Posted by: Sadie  :  Category: My Net Journey

Since my daughter’s newly adopted interest in piano playing emerged, I find myself searching for information and instructional tutorials on how to improve and expand an average persons existing skills.  Recently, I found a webpage that introduced another aspect of the art that is usually overlooked and at times never even pursued. It’s another way of delivering a musical rendition that’s very often never taught, and isn’t even envisioned as a possible line of study by the majority of pianst.

Some instructors believe improvisation, to be an inate quality that cannot be taught, but unbeknowst to most, this is just not true. Delivering piano chords without using sheet music is a skill most can master. Anyone that can read notes, can learn the elusive art of improvisational playing.  From day one, a novice pianist learns to play by reading and closely following the sequence of piano chords from sheet music. Some never realizing that there are techniques that can be applied that would expand the quality of any piece that they performed. In these particular video tutorial that I discovered, a student would learn to use triplet rythms which produce a 50’s sound; change a melody in 3/4 meter into 4/4th or an astounding 9/8th; switch from quarter notes to eight notes thereby producing a tango or combinations of both for a latin beat; learn how to infuse your pieces with special effects that will add even more interest to any basic song … and there is still so much more that can be learned from these tutorials.And by learning chord structures and inversions, sight reading becomes ‘a breeze’.

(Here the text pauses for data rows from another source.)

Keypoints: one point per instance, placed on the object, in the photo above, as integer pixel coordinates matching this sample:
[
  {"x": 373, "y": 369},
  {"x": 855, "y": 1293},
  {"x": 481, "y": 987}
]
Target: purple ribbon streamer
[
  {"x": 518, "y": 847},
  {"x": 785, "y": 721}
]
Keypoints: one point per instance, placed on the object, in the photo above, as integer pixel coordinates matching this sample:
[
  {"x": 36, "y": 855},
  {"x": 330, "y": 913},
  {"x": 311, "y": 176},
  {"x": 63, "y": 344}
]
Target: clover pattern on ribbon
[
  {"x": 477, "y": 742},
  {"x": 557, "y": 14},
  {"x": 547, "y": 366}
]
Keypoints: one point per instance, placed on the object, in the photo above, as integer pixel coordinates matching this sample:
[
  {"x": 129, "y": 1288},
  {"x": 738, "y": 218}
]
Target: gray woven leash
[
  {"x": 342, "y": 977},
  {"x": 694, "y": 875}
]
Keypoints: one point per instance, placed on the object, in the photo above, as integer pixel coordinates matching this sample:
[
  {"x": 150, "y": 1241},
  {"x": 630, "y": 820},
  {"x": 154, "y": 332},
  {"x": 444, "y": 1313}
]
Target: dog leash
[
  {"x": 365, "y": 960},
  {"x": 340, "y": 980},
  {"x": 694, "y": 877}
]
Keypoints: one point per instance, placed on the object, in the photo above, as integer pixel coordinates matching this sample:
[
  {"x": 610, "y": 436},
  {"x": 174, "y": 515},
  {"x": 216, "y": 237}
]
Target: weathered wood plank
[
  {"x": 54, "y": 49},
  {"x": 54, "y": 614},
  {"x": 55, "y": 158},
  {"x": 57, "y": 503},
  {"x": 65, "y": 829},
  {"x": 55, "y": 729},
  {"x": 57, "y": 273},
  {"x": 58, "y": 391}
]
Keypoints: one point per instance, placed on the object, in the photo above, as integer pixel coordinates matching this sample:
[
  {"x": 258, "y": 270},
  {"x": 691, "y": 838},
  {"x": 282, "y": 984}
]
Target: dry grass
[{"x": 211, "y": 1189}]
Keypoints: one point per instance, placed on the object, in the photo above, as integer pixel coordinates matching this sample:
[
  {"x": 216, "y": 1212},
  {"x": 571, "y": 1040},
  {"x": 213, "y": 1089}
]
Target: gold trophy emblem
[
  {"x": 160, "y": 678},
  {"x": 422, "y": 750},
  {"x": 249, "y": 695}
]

And she [my daughter] would not only learn all that I have mentioned so far but she would also learn to change the mood of a song just by changing which scale the song is played in. My daughter is gonna just love this program, she enjoys things that are detailed and intricate. The scope of this tutorial is phenominal, I am sure she will be dazzled by this package.

Aeolian modes, modal scales, piano chords, dominant 7th color chords, tremolo … exactly what are these terms all about, you might ask, beats me … but this and more is covered in the lessons.  The amount of information offered in this video classroom is mind boogling. I just never realized the scope of this art, and I am sure just one  semester of study only minutely touched on a few of the possible avenues that exist for someone who chooses to learn how to play a piano.

Now, the only question that remains is whether I should surprise her with this program or first show her what I found … hmmm?